Today the answer is as straightforward as: those chances are high and they are improving by the day.
Remarkably, however, you will be wrong to assume that this was always the case.
In pre-1994 Rwanda, for instance, chances of a peasant’s son or daughter being awarded a fully-funded government scholarship to go and study abroad were as limited as the peasant’s ability to pay for that education experience.
In fact, for reasons known to all, including but not limited to nepotism, discrimination based on one’s tribe, region of origin, gender, social class, and the principles of previous governments, it was almost unheard of for a anyone outside the circle of influence to be awarded an opportunity to pursue education at some of the world’s leading institutions.
It is argued that back then, academic merit was at the bottom of the pecking order, what came first was who you are, who your father and mother is, and which political party you were associated with.
Therefore, chances of being awarded a scholarship on the basis of academic merit were very slim and had to be facilitated by other vices such as ‘connections’ with government officials and bribes.
Today, however, Rwanda has changed and is gradually progressing to become a nation built on meritocracy – where we allocate rewards on the basis of an individual’s merit or his/her abilities regardless of social class, religion, or who their father or mother is.

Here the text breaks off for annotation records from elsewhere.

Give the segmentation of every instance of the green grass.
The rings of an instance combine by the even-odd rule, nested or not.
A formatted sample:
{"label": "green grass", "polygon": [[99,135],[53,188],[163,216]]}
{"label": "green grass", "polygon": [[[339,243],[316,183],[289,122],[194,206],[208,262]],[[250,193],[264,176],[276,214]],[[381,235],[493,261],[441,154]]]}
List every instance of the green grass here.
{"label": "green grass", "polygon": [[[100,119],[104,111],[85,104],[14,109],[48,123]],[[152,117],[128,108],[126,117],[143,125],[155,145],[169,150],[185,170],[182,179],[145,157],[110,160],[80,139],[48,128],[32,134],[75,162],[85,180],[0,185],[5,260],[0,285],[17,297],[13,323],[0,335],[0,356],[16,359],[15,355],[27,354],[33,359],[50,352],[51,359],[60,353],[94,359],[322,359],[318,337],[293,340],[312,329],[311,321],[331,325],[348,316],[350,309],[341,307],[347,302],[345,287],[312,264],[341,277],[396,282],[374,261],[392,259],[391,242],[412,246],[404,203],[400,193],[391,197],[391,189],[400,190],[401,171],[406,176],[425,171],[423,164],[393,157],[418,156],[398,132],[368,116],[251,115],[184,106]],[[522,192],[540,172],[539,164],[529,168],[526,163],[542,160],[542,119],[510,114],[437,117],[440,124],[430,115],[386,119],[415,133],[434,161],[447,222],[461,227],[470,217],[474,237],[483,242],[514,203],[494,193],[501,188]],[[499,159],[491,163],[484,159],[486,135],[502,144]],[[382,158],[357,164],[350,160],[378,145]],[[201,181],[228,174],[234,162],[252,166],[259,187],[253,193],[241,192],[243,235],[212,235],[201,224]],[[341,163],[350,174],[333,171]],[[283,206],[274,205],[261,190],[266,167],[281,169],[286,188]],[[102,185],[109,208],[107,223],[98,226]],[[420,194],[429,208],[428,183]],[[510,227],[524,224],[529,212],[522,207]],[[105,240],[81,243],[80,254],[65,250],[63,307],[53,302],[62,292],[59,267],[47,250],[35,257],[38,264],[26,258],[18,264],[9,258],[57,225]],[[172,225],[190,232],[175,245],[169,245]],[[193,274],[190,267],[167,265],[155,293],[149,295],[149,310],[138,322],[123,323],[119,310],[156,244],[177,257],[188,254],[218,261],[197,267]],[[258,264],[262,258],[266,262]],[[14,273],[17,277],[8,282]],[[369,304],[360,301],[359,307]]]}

I am confident in saying this because, a few months back, I had the privilege of meeting and chatting with some of the beneficiaries of this new-era Rwanda. One of them, a young man, narrated to me his journey.
He said that unlike in the past, in Rwanda it does not matter who your father or mother is, better yet, it does not matter how much money you have in your bank account; what matters most are the talents, ambitions, and the determination to pursue your dreams.
The young man added that he bought into the concept when one day he received a phone call from an official at the Ministry of Education informing him that he had secured a fully-funded scholarship to go and study in the UK at the University of Birmingham.
He noted that he remembers realising that travelling to Kigali to formalise his award would indeed become his first time ever to set foot in the nation’s capital. His hometown is Musanze. Where else does this happen? Not in many developing nations.
By and large, development discourse indicates that nations that have developed rapidly such as Singapore have also embraced the ideology of meritocracy.
Their leaders have believed that this ideology or a set of principles offers social equality, opportunities for all, based on the principle of non-discrimination.
Today, in Rwanda, the leadership has demonstrated this principle is in play through the establishment of the Presidential Scholars Program, which has benefited hundreds of young Rwandans.
To advance this ideology, however, we are all required to widen its principle to influence how we lead our daily lives, because gone are the days where a young man or woman from a remote village in the Eastern province was unable to realise a dream of leading an institution.
Today, let us let that child’s dreams be solely determined by how hard they work and not who their father or mother is.